クリニックのスタッフがミスをした。たいていのことは「次は気を付けてね」で済ます。ただ、まれにひどいミスがあって、怒る。するとそばのロンが、じっと僕を見て、僕に体を寄せてきたりする。「まぁそうカリカリするなよ」とでも言うみたいに。
もうロンを飼いだして7か月だけど、変な話、家に帰るとロンがいることが、いまだに不思議な感じがある。「そう、僕は、犬を飼っているんだな」と、何度も反芻する。すごく当たり前のようだけど、それでも、何だか不思議な感じだ。一人暮らしが長すぎたせいかな^^;
実家には猫がいた。勝手気ままで、僕がなでたって知らんぷり。とてもかわいいけど、それは僕の片思いで、猫は僕をうっとうしく思っている。しかし犬とは、ロンとは、はっきり気持ちが通じている。
「僕は犬を飼っている。そして犬と、この人間とは異なる生物と、心を通わせている」ということを、しみじみと噛みしめる。こういうのって、いいものだな。
4月のあるとき、普段の散歩コースとは全然違う道を歩いていたときに、老いてよぼよぼのゴールデンレトリーバーを連れた女性を見た。どちらも同じ犬種だが、こちらは子犬、向こうは老犬。自然と会話が始まった。「もう13歳のおじいちゃんです。ほら、足のここに癌があって。手術すると足を切らないといけないと言われたので、様子を見ています。わんちゃん、おいくつ?
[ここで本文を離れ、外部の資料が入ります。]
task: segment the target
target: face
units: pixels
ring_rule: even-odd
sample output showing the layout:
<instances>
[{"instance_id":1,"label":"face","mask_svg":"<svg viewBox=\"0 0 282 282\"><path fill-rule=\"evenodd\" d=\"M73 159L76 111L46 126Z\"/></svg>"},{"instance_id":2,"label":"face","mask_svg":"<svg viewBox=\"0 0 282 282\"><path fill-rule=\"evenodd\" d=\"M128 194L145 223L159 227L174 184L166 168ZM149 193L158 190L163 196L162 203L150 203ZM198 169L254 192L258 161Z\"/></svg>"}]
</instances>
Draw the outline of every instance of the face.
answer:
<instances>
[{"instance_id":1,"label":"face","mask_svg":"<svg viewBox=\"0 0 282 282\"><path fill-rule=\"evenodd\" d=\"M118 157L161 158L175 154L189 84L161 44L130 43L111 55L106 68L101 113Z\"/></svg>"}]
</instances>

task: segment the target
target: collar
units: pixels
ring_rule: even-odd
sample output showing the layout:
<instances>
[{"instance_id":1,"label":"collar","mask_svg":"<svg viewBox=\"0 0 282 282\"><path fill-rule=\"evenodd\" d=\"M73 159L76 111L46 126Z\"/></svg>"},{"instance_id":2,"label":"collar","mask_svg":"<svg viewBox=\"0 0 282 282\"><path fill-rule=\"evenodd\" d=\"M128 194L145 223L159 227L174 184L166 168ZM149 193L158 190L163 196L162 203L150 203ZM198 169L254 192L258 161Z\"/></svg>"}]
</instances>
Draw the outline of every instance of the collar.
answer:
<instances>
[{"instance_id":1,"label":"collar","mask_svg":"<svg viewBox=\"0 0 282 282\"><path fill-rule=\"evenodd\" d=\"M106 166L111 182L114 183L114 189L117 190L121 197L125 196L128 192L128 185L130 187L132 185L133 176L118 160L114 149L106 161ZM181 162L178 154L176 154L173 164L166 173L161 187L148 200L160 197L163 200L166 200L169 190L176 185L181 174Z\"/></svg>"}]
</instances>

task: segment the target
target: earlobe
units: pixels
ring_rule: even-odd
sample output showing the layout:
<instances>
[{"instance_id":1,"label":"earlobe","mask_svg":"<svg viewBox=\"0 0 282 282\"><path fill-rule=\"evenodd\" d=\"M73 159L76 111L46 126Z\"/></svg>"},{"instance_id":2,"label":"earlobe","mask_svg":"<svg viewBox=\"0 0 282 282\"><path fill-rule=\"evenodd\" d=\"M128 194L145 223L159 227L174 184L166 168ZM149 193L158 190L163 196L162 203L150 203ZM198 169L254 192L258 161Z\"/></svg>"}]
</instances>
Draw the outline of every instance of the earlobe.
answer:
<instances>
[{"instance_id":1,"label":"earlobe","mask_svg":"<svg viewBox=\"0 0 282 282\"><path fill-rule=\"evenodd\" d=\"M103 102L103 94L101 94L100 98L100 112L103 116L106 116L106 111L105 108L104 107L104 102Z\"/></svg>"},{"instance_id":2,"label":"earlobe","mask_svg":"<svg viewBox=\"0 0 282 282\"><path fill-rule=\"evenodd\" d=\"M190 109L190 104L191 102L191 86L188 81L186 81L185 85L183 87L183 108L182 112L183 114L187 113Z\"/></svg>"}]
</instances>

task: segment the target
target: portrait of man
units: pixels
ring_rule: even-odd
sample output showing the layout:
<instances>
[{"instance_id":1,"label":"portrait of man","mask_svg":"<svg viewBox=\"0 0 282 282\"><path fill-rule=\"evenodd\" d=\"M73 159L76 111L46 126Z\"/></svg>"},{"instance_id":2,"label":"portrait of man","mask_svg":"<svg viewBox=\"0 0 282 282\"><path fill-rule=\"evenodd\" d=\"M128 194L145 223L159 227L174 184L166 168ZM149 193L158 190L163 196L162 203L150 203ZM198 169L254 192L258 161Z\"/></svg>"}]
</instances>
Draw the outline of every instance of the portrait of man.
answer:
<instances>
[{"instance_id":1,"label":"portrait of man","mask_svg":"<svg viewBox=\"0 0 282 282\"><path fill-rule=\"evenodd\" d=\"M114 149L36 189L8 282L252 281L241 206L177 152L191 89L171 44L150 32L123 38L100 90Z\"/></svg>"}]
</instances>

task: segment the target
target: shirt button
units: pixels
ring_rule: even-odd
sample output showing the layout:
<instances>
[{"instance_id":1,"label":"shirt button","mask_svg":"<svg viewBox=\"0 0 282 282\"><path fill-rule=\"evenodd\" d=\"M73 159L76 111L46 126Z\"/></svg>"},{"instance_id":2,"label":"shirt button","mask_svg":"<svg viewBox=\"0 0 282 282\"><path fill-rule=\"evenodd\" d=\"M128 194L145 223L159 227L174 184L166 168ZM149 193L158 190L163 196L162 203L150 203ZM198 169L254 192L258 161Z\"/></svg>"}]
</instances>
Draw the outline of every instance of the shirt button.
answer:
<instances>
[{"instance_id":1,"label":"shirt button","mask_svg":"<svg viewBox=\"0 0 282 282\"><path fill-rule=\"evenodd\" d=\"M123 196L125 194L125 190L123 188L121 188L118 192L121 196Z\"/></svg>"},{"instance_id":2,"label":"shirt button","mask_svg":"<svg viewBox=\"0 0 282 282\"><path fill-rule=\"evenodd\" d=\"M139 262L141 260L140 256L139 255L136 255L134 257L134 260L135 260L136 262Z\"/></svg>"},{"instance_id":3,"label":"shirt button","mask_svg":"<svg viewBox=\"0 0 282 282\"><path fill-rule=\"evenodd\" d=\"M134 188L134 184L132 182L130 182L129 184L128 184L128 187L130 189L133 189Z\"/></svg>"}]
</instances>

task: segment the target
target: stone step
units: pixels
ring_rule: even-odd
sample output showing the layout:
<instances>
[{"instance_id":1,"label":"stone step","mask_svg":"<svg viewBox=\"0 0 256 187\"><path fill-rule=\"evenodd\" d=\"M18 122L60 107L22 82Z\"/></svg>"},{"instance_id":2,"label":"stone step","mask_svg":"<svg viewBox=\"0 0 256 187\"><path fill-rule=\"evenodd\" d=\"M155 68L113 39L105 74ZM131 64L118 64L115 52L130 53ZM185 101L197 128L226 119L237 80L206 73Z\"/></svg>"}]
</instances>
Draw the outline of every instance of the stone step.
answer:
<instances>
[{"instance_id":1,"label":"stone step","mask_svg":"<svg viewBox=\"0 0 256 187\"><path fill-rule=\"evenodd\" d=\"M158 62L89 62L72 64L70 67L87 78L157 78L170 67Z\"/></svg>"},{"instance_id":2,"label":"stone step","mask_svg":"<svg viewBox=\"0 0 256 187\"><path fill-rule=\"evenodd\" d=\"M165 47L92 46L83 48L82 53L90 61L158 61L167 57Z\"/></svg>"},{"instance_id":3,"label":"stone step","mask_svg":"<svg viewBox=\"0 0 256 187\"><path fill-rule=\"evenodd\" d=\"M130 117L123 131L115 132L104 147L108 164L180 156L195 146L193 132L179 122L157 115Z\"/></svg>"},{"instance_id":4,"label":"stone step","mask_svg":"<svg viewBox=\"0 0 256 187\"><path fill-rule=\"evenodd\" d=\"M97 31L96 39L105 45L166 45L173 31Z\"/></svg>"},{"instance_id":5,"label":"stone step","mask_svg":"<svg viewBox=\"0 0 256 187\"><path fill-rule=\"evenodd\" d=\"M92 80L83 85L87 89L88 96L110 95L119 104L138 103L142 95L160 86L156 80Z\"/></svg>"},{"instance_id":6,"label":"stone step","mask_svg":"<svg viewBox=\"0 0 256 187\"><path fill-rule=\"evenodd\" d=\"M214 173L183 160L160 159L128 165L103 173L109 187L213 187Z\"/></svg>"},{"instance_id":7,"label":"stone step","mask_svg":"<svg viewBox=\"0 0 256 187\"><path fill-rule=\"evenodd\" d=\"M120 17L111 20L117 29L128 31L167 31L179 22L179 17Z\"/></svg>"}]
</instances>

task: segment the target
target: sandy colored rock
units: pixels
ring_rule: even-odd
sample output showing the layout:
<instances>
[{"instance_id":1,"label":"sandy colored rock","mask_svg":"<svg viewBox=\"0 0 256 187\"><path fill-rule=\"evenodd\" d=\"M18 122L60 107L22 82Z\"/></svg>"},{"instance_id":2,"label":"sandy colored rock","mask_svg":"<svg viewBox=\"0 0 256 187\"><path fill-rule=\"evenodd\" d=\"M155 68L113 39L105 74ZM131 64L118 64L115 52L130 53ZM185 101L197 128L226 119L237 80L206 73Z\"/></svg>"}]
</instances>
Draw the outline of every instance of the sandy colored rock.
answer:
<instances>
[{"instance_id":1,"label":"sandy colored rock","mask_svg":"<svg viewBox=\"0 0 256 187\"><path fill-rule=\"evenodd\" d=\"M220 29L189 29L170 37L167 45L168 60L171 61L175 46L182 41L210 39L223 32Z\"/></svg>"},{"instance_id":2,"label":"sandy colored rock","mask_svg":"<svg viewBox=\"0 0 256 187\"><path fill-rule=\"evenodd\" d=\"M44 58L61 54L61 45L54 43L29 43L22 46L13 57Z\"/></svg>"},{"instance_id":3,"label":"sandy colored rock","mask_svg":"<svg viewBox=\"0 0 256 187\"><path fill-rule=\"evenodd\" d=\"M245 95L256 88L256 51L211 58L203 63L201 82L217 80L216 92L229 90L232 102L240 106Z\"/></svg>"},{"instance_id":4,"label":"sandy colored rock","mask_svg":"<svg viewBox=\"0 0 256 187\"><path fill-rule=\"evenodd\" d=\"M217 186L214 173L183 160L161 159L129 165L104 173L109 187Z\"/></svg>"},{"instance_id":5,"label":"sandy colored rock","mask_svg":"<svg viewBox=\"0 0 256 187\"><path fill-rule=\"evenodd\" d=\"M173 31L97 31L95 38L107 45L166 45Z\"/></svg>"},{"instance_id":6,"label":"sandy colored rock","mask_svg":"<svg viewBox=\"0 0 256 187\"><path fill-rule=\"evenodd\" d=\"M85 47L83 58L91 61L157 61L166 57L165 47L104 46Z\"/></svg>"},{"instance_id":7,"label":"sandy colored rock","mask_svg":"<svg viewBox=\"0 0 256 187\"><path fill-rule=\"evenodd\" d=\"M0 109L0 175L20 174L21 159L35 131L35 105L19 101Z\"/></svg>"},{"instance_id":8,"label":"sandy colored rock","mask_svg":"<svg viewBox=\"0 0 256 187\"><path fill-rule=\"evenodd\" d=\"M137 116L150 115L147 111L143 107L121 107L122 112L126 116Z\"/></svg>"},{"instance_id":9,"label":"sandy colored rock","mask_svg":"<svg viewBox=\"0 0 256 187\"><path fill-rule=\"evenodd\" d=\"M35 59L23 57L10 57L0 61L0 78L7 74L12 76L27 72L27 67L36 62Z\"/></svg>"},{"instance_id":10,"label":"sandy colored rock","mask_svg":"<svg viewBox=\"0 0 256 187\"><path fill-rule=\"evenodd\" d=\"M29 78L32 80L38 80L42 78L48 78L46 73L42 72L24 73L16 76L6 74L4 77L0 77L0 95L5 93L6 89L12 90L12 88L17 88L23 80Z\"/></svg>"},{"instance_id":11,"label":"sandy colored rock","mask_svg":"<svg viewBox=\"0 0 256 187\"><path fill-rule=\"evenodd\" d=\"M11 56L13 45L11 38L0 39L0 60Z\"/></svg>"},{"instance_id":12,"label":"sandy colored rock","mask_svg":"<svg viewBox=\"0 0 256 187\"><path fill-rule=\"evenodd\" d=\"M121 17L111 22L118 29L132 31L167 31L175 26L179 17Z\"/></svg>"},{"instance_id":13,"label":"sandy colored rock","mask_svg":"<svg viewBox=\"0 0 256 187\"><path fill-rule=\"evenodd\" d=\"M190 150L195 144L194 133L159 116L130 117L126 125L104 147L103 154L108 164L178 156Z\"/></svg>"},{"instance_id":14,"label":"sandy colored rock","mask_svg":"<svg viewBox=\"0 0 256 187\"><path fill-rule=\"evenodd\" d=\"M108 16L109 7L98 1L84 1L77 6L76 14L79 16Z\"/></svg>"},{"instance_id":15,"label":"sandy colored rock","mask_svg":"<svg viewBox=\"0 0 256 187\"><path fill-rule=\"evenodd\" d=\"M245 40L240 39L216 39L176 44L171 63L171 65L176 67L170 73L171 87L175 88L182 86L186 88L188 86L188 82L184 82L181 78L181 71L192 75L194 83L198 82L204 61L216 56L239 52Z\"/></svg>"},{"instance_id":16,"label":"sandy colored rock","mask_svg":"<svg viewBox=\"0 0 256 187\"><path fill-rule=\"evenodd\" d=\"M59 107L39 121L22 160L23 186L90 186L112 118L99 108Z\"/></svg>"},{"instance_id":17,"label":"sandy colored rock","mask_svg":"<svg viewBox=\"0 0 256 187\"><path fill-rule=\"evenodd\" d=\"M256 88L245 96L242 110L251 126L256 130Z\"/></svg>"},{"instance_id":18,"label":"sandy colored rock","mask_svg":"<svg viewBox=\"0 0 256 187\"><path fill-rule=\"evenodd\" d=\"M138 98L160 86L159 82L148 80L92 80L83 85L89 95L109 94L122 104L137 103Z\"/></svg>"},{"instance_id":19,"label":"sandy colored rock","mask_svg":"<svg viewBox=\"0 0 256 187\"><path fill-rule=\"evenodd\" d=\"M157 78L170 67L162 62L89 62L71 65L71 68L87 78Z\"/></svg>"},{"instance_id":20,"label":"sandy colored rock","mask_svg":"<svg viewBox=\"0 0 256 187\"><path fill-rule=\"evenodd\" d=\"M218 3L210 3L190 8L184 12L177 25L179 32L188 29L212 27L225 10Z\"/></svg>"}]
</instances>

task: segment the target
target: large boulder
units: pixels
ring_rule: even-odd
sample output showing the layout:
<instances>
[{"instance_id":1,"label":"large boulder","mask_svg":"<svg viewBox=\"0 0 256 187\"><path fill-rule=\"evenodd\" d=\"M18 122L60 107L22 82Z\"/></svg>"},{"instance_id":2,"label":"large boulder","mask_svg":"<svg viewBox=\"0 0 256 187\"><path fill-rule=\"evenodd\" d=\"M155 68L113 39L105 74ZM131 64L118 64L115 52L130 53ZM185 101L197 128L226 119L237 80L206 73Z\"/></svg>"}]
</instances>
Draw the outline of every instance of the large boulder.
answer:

そう、まだ3か月ですか。かわいいですね。これから大変になりますよー(笑)3歳4歳くらいまではいたずらっ子ですよ。私も大変でした。家具やらコンセントやらぐちゃぐちゃにして」
この言葉を聞いて、たまらない気持ちになった。元気と可愛さにあふれるロンと、もう歩くこともおぼつかない老犬と。
3歳4歳の嵐のような時代を通り過ぎて、やがて落ち着き、平穏な日々を過ごすうちに次第に老いていき、やがて死ぬ。その日は、僕が死ぬ日よりも先に来るだろう。
そんなことは分かっていた。分かっているつもりだったが、こんなふうに明瞭な対比を提示されて、僕は何だか打ちのめされた気持ちになった。
そう、ロンは、やがていなくなる。不思議なことに今僕と一緒にいるロンだけど、僕より先にいなくなる。だから今、こうやってロンと過ごしている時間は、きっと特別なはずなんだ。